Enjoyed this article.

My guess is fish traps account for a whole lot more big catfish being poached in MO waters than noodling. If noodling was legalized, MO would get a whole new group interested in reporting and removing illegal fish traps.

When you can legally set trotlines, limb lines and float jugs through these same waters during the same times of the year, it is hard to imagine legalized hand fishing having much impact one way or the other on large fish.

As someone who has been entangled in a trotline while swimming in the river, I would prefer banning trotlines and legalizing hand fishing in rivers. More big fish would survive. I have never seen a trotliner throw one back. That would be counter to the purpose of the trotline which is not so much sport as harvest.

Killing the quarry would seem to be counter to the interest of true sport noodlers. Just like the catfish guides in the area never keep the really big fish, because their interest is not so much in the harvest as the sport.

This post may be outdated but I would like to add my input to your comments. Unlike most noodling states, Missouri manages its catfish populations (channels, blues, and flatheads) as game fish and they treat it as such with hatchery rearing and stocking, etc etc. Catfish is ranked #2 as game fish, and is the reason that many anglers are drawn to Missouri’s waterways. Most states that permit noodling do not do so as, so priorities on the part of MO Conservation differ to that of other states’ Fisheries and Wildlife.

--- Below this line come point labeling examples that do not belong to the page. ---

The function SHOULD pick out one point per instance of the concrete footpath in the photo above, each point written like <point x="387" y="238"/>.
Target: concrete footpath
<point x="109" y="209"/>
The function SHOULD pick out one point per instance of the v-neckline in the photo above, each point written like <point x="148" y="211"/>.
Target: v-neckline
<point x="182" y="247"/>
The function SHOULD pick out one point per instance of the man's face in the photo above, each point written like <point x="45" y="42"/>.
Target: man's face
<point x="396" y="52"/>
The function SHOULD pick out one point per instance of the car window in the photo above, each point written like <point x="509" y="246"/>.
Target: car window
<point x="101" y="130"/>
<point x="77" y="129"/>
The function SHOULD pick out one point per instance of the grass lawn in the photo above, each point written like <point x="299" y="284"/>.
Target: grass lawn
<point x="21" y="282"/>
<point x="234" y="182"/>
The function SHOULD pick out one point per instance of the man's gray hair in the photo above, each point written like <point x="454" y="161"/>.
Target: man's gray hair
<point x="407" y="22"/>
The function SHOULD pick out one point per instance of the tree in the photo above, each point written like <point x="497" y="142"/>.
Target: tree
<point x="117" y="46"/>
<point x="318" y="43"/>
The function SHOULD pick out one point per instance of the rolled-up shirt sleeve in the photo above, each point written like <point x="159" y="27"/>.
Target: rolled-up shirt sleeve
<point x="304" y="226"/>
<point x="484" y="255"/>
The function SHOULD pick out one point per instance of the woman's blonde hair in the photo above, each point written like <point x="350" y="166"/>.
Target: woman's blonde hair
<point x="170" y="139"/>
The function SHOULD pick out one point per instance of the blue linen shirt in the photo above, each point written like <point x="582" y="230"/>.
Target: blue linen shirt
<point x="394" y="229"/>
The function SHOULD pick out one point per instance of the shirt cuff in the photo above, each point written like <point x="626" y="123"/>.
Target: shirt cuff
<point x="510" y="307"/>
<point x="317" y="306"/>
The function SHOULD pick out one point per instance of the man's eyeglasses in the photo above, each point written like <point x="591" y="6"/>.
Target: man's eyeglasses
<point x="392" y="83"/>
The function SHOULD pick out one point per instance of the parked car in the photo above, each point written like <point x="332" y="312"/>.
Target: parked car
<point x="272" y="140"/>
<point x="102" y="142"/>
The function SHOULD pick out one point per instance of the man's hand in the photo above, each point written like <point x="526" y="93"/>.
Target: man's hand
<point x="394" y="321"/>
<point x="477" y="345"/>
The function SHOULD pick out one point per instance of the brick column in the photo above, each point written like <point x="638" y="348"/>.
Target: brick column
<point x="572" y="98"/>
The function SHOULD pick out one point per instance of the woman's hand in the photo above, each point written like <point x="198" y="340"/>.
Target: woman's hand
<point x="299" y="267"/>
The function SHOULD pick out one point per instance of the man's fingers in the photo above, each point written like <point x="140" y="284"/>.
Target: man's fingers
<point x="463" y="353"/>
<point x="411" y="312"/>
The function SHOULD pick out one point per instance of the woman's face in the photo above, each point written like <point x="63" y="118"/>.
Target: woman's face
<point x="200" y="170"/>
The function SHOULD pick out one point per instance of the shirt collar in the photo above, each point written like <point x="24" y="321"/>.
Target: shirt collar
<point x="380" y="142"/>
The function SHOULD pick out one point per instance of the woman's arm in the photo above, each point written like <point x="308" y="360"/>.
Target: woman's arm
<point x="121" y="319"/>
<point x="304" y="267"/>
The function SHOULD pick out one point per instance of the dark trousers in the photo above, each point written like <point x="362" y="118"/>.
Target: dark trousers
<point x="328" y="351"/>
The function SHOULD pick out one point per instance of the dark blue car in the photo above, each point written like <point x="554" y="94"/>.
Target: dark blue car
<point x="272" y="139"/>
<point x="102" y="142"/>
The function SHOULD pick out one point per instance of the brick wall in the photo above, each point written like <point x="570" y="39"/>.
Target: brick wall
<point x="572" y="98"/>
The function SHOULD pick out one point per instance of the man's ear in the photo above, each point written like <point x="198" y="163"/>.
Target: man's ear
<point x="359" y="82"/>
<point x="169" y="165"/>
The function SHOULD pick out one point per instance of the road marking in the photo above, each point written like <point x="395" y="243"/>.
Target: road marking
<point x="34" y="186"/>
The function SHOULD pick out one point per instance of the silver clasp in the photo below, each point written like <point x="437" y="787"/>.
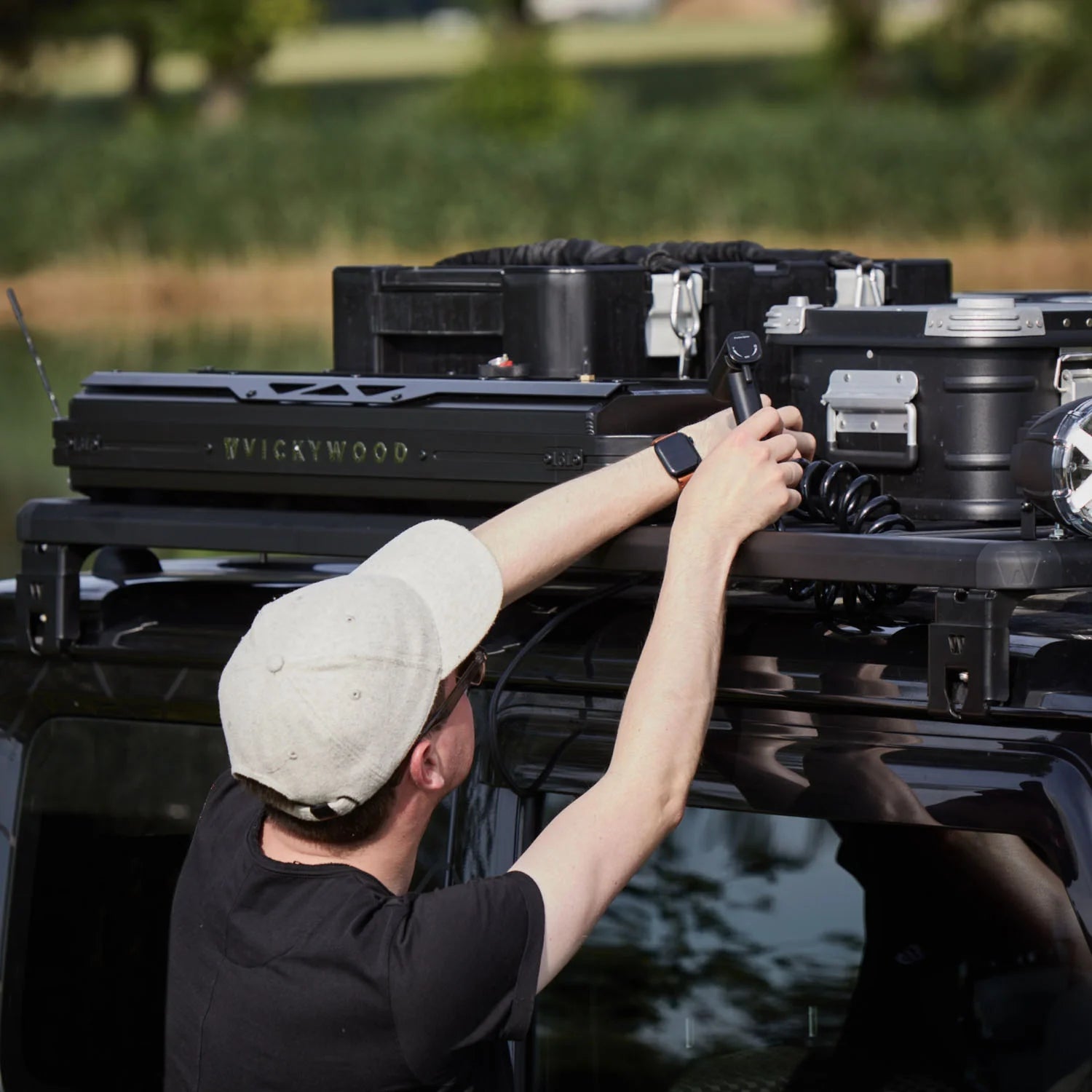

Another piece of information that should provide some insight as to why noodling destroys nests and “regular fishermen” do not, is that catfish DO NOT FEED while they are nesting. They will stay with the eggs/fry until the young have left the nest, then the adults will leave to feed. Noodlers reach in to pull the nesting adults out which does destroy up to 65% of egg viability as recent research shows.

Like I said, priorities are focused on maintaining healthy populations of catfish, and that means more tourism $. As for my personal opinion of noodling, I think its poor sportsmanship, very much like baiting catfish with dog food and netting them as they surface. The fun is in the hooking and reeling in.

[...] bathing, and fishing. The only activity for women in the river involved jumping into the river and noodling catfish. Their clumsy Victorian and Edwardian style bathing costumes were often quite burdensome. Making it [...]

I’m a Californian and I have always wanted to try noodling. I wish my state would allow it. Besides Oklahoma, what other states allow noodling? I would go in a heartbeat, but would want some guidance for a safe(sans snapping turtles and water moccasins) and successful trip. How many fish are you allowed to keep?